Consider function $$${f{{\left({x}\right)}}}={\cos{{\left({x}\right)}}}-{1}+\frac{{1}}{{2}}{{x}}^{{2}}$$$. We have that $$${f{{\left({0}\right)}}}={\cos{{\left({0}\right)}}}-{1}+\frac{{1}}{{2}}{{0}}^{{2}}={0}$$$.

derivative of function $$${f{'}}{\left({x}\right)}=-{\sin{{\left({x}\right)}}}+{x}>{0}$$$ because $$${\sin{{\left({x}\right)}}}<{x}$$$.

This means that for $$${x}\ge{0}$$$ function is increasing and for $$${x}>{0}$$$ we have that $$${f{{\left({x}\right)}}}>{f{{\left({0}\right)}}}={0}$$$, i.e. $$${\cos{{\left({x}\right)}}}-{1}+\frac{{1}}{{2}}{{x}}^{{2}}>{0}$$$. This is equivalent to $$${\cos{{\left({x}\right)}}}>{1}-\frac{{1}}{{2}}{{x}}^{{2}}$$$.

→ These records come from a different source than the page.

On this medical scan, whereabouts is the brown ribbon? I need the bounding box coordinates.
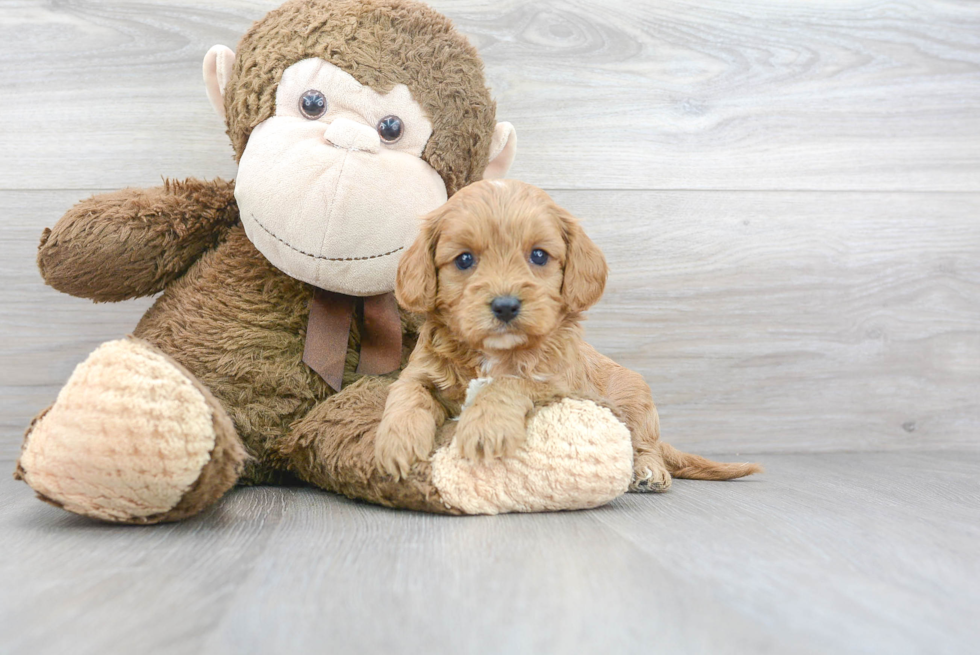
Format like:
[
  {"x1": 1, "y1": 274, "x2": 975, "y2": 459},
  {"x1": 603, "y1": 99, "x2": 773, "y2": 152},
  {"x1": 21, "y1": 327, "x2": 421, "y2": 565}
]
[{"x1": 303, "y1": 289, "x2": 402, "y2": 391}]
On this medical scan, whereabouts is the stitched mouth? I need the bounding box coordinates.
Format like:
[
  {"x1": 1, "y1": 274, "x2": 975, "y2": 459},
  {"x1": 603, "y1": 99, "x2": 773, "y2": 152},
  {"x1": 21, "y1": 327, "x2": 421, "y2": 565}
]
[{"x1": 249, "y1": 212, "x2": 405, "y2": 262}]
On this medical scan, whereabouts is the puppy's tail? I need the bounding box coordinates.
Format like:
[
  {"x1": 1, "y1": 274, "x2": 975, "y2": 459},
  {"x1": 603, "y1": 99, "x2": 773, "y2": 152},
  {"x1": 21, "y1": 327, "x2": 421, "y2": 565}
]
[{"x1": 658, "y1": 441, "x2": 763, "y2": 480}]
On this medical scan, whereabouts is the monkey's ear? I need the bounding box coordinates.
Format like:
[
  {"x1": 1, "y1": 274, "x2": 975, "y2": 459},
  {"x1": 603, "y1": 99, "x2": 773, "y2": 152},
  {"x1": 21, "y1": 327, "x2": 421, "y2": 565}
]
[
  {"x1": 558, "y1": 208, "x2": 609, "y2": 312},
  {"x1": 395, "y1": 213, "x2": 443, "y2": 314},
  {"x1": 204, "y1": 45, "x2": 235, "y2": 120},
  {"x1": 483, "y1": 123, "x2": 517, "y2": 180}
]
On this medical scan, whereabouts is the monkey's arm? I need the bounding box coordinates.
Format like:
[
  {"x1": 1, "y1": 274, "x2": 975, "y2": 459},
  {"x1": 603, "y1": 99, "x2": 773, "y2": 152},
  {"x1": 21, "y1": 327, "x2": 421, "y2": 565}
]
[{"x1": 37, "y1": 179, "x2": 238, "y2": 302}]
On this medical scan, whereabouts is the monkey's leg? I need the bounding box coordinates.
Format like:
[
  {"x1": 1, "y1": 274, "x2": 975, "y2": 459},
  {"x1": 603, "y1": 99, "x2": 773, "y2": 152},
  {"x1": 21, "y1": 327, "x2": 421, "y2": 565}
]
[
  {"x1": 14, "y1": 337, "x2": 247, "y2": 524},
  {"x1": 278, "y1": 377, "x2": 460, "y2": 514}
]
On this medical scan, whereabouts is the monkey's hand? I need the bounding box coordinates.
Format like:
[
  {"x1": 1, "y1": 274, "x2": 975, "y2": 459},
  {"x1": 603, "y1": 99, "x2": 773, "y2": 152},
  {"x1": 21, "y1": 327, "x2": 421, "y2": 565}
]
[
  {"x1": 454, "y1": 380, "x2": 533, "y2": 461},
  {"x1": 37, "y1": 179, "x2": 238, "y2": 302}
]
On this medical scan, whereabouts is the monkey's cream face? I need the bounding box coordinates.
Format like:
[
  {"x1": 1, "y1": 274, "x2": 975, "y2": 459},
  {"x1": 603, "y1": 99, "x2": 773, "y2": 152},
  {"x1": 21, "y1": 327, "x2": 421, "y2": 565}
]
[{"x1": 235, "y1": 59, "x2": 446, "y2": 296}]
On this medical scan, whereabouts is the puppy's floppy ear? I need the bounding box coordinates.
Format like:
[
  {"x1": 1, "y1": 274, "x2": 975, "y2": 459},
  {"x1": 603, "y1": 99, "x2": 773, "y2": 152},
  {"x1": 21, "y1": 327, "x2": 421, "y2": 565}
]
[
  {"x1": 558, "y1": 208, "x2": 609, "y2": 312},
  {"x1": 395, "y1": 208, "x2": 445, "y2": 314}
]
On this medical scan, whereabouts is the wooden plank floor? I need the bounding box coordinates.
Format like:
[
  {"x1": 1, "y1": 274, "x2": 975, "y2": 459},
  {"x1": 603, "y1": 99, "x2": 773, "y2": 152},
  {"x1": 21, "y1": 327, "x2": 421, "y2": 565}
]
[{"x1": 0, "y1": 452, "x2": 980, "y2": 655}]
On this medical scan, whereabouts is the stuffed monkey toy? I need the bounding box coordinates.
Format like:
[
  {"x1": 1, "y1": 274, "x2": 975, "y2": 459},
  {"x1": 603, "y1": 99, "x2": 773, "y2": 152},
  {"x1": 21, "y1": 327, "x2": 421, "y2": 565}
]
[{"x1": 15, "y1": 0, "x2": 633, "y2": 524}]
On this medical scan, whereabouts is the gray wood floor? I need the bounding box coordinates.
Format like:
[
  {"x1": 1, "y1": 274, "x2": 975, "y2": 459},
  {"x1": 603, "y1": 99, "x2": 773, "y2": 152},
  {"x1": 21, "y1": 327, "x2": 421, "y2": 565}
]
[
  {"x1": 0, "y1": 453, "x2": 980, "y2": 655},
  {"x1": 0, "y1": 0, "x2": 980, "y2": 655}
]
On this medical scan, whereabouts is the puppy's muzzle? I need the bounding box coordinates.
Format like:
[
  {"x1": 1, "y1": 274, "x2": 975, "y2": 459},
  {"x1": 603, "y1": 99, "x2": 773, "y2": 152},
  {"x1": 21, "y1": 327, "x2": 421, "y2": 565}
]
[{"x1": 490, "y1": 296, "x2": 521, "y2": 323}]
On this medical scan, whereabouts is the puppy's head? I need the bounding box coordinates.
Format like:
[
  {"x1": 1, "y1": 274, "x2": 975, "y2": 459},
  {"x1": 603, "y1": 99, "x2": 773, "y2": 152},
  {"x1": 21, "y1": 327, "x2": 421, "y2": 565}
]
[{"x1": 395, "y1": 180, "x2": 607, "y2": 351}]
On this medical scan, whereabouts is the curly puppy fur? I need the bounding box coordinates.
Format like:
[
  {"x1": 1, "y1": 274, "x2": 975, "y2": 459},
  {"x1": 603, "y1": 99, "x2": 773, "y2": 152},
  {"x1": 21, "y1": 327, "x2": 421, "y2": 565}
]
[{"x1": 375, "y1": 181, "x2": 761, "y2": 491}]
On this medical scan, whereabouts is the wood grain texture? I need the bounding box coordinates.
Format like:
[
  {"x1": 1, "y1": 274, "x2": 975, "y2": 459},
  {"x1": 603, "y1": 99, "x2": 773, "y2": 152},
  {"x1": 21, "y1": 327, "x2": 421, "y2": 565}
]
[
  {"x1": 0, "y1": 191, "x2": 980, "y2": 459},
  {"x1": 0, "y1": 0, "x2": 980, "y2": 191},
  {"x1": 0, "y1": 452, "x2": 980, "y2": 655}
]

Example 3. Prove that $$${\ln{{\left({x}\right)}}}\le{x}-{1}$$$ for $$${x}>{0}$$$.

Consider function $$${f{{\left({x}\right)}}}={\ln{{\left({x}\right)}}}-{x}$$$. Its derivative is $$${f{'}}{\left({x}\right)}=\frac{{1}}{{x}}-{1}$$$. Clearly $$${f{'}}{\left({x}\right)}>{0}$$$ when $$${0}<{x}<{1}$$$ and $$${f{'}}{\left({x}\right)}<{0}$$$ when $$${x}>{1}$$$.

So, function is increasing on interval $$${\left({0},{1}\right)}$$$ and decreasing on interval $$${\left({1},\infty\right)}$$$. So, at point $$${x}={1}$$$ it takes its largest value $$${f{{\left({1}\right)}}}={\ln{{\left({1}\right)}}}-{1}=-{1}$$$.

That's why $$${\ln{{\left({x}\right)}}}-{x}\le-{1}$$$ for $$${x}>{0}$$$. This is equivalent to $$${\ln{{\left({x}\right)}}}\le{x}-{1}$$$ for $$${x}>{0}$$$.